The current growing pressure on adult children facing financial, housing and job insecurity is forcing many to rely on their parents at an unprecedented level; some are projecting the stress and pressure they are feeling onto their parents. We’re witnessing how this pressure comes at a significant cost to the older Australians who we support.
Jane* (85) is one of our longstanding clients who lives at home with her disabled son Conor. When she was first referred to us by her social worker at our health partner, she had already been experiencing financial, emotional and verbal abuse at the hands of her other son Paul. Over a long period Paul had pressured Jane to withdraw her full pension each fortnight, and would then steal the cash and spend it on himself. We worked with Jane to develop preventative strategies, such as only withdrawing the cash that she needed from time to time.

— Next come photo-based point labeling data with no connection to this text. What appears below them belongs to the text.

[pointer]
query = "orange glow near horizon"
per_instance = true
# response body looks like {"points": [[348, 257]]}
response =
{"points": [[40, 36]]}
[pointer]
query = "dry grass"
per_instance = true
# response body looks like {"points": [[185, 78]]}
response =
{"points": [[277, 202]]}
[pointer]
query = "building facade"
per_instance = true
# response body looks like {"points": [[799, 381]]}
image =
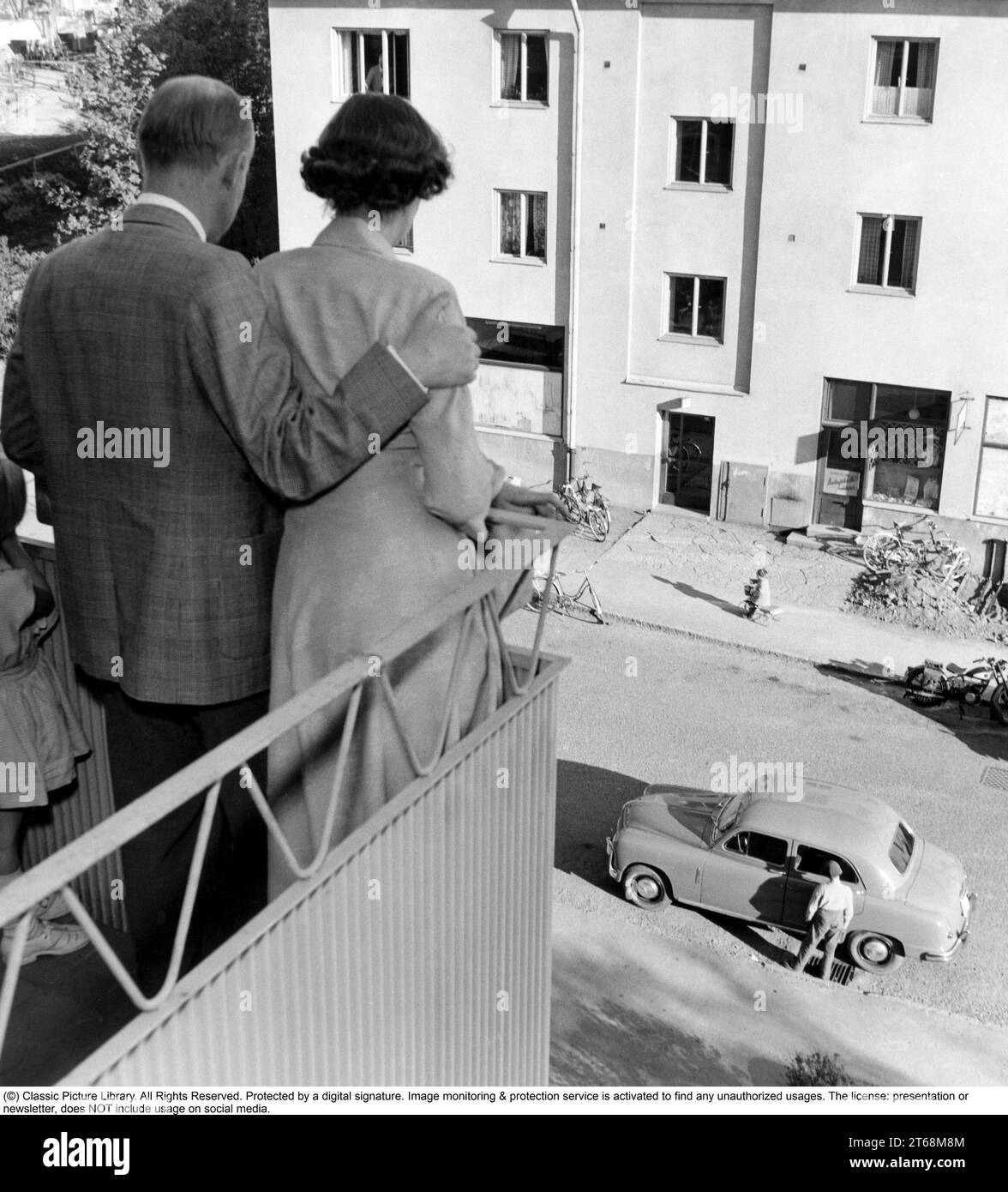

However, the announcement of the $750.00 Economic Support Payment left people like Jane vulnerable to further abuse. Paul once again coerced Jane to withdraw the full payment, arguing that she needed to avoid risking her health and not leave home during the Covid-19 restrictions. This was ultimately a tactic by Paul to steal the money from Jane and cause her additional financial stress and other related legal issues. Jane is struggling to make ends meet but doesn’t want to add more pressure on her son during COVID-19 by reporting his actions.
Nora* (78) was referred to us by our health partner after they identified that she required legal support to prevent further escalation of violence against her. Nora had been experiencing abuse from her only son Darren for a number of years and had a safe contact intervention order in place. Nora had been trying to maintain an amicable relationship with Darren in order to not lose access to her grandkids, but it proved difficult with his escalating violence and financial coercion.
Darren eventually assaulted Nora so severely that she ended up hospitalised. Our lawyers worked with the police to take out a full Intervention Order against him and helped Nora regain some semblance of safety by arranging to change her locks, phone numbers and report any breaches of the Intervention Order. While we continue to support Nora, Darren is in prison on remand and awaiting his trial that has been rescheduled to 2021 due to COVID-19.
If global experiences of the virus serve as any warning, we’ll be seeing even more cases of elder abuse and a community need that could go undetected. We’re already supporting our existing clients face new challenges, while our health justice partnerships are referring us to people who have multiple legal problems compounded by COVID-19. Although this is forcing us to innovate, we are ultimately limited by resources to properly prevent and resolve these cycles of abuse and harm. Our health justice partnerships prove that our integrated approach and long-standing relationships can help identify these issues and intervene. All we need now is the resources to meet and adapt to growing demand.